Ela ponderou que o conteúdo estava desatualizado em relação ao que pesquisas científicas dizem a respeito do tema, assim como às mudanças legislativas desde então, mas argumentou que o livreto deve existir como um documento que registra as discussões que ocorriam naquele momento da história.
Liberdade religiosa
De acordo com informações do ACI Digital, cerca de dois terços da população do país pertencem à Igreja Evangélica Luterana da Finlândia, uma das duas igrejas nacionais do país, ao lado da Igreja Ortodoxa Finlandesa.
A deputada de 62 anos possui longa carreira política, já foi presidente do partido Democrata-Cristão de 2004 a 2015, ministra do Interior entre 2011 e 2015, e é membro da Igreja Luterana Finlandesa. O Conselho Luterano Internacional descreveu a decisão de processar Räsänen e Pohjola como “escandalosa”.

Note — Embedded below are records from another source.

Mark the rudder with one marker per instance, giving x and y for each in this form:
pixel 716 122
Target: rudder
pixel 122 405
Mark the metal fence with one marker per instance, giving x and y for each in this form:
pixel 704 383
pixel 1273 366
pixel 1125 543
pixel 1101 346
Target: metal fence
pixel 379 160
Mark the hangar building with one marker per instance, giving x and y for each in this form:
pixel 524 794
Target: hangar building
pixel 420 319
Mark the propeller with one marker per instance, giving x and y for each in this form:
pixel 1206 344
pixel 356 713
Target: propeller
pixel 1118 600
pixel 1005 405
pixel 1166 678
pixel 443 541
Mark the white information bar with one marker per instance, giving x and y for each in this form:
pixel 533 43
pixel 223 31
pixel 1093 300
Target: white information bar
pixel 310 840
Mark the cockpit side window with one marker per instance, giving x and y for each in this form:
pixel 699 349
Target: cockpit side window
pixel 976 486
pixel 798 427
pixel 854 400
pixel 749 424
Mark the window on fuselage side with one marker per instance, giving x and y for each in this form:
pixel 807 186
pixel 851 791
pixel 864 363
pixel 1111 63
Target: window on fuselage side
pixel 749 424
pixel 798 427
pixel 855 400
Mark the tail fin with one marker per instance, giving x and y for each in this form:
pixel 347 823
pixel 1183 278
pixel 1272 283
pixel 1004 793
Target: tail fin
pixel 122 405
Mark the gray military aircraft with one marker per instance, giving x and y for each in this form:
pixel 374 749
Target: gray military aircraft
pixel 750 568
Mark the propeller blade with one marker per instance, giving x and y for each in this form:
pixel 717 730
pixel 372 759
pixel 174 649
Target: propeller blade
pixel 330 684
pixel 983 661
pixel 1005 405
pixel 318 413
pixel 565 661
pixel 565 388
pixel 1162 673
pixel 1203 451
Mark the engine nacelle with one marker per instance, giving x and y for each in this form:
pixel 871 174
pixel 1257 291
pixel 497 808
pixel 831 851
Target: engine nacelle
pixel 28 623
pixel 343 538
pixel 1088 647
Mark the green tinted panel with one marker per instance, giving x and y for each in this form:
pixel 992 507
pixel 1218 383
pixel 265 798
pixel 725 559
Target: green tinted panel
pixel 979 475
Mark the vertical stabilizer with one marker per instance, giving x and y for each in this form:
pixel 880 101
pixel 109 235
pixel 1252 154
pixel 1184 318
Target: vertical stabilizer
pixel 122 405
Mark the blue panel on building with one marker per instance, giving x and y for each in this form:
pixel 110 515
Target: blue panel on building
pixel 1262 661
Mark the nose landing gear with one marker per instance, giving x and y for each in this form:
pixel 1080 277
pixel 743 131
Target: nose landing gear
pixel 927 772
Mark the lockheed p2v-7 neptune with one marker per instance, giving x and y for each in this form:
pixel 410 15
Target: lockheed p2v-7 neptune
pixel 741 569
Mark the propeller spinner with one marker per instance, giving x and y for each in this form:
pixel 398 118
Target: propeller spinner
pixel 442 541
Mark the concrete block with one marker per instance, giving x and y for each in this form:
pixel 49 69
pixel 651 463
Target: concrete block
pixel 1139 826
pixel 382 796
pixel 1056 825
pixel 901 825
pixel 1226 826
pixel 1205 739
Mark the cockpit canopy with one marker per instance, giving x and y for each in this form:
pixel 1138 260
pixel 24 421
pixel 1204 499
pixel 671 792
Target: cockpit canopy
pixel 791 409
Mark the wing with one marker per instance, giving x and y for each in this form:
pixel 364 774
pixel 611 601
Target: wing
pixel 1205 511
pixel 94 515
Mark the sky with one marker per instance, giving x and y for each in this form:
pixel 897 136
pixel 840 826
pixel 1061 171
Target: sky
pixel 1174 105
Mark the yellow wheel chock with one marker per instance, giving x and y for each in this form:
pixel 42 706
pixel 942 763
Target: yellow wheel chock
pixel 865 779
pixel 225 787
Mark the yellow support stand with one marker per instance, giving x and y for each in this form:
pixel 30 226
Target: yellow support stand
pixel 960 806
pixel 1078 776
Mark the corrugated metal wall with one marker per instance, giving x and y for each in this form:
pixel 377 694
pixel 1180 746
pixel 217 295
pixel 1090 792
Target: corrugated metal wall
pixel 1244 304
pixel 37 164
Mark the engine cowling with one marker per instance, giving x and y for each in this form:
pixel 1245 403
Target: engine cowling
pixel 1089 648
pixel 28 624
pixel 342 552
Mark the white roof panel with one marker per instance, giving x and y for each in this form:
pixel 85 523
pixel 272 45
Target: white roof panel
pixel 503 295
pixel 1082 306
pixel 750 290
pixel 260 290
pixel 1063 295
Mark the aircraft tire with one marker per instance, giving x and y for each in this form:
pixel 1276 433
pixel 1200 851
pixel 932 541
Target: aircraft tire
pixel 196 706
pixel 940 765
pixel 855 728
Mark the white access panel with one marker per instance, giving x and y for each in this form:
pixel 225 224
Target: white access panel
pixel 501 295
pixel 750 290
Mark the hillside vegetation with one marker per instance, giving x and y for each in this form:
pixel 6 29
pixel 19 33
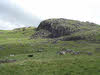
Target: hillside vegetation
pixel 68 29
pixel 36 51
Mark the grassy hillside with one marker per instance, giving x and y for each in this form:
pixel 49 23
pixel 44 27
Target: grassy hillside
pixel 45 60
pixel 68 30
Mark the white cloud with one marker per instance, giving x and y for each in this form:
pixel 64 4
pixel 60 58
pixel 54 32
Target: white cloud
pixel 84 10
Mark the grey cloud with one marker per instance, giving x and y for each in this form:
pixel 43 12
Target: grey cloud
pixel 15 15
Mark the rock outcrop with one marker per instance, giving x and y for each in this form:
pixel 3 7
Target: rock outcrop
pixel 54 28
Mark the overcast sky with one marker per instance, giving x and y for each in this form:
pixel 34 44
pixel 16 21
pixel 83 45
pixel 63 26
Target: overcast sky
pixel 20 13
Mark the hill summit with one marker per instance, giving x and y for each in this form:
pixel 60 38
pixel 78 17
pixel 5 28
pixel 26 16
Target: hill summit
pixel 72 29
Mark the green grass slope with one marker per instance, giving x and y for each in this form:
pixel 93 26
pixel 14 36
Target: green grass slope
pixel 46 62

A entidade pontuou que “a grande maioria dos cristãos em todas as nações, incluindo católicos e ortodoxos orientais, compartilham essas convicções”, e questionou: “O Procurador-Geral finlandês condenaria a todos nós? Além disso, o Estado finlandês deve arriscar sanções governamentais de outros Estados com base no abuso dos direitos humanos fundamentais?”.
Paul Coleman, diretor executivo da ADF International, avaliou que uma condenação contra a deputada e a bispa “estabeleceria um novo padrão europeu para os padrões de liberdade de expressão”, mais restritivo e dissonante do resto da sociedade ocidental.
Casos semelhantes “realmente poderiam acontecer em qualquer outro lugar” por causa das leis de discurso de ódio em todo o continente, disse ele.
As alegações finais do processo contra a deputada Räsänen e o bispo Pohjola estão marcadas para uma audiência agendada para o dia 14 de fevereiro.